I once left an arch support I convinced myself I could not live without in a rental car, never to find a suitable replacement that makes walking with certain shoes pain-free. My husband, a lifelong backpacker, has searched the Internet for an inflatable sleeping pad that’s comfortable enough for a tent.
Why I have pain and others with more crooked backs don’t is still a mystery. The best I have come up with is that a combination of genetics, poor eyesight, wear and tear, and a tendency to carry anxiety in my body contribute. And doctors tell me that people carry their vulnerabilities in different places.
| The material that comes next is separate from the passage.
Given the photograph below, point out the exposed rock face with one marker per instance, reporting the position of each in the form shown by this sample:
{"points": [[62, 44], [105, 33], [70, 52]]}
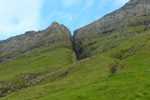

“Undoing patterns often means telling the body to try not to try, to do less so you can feel more,” said Kresge, a musical-theater buff who discovered Feldenkrais in the late 1980s to help free her singing voice.
I’m still undoing my own patterns.
On a vacation in the Pacific Northwest last week, I zoomed down a steep playground slide, my 2-year-old nephew in my lap, and crash-landed on my tailbone. Unable to sit for more than five minutes and with my neck muscles seized up in their familiar pattern, I saw a skilled chiropractor — twice.
I felt better, but two days later the pain was back. After flying home, I was back in Feldenkrais class, which was devoted, luckily for me, to freeing the shoulders. We lay on our backs, bent our elbows at right angles and slowly moved our arms back and forward, lifting and lowering our necks and pelvises in different patterns. After class, I walked to my car, took some deep breaths and drove home, my neck in a much better place.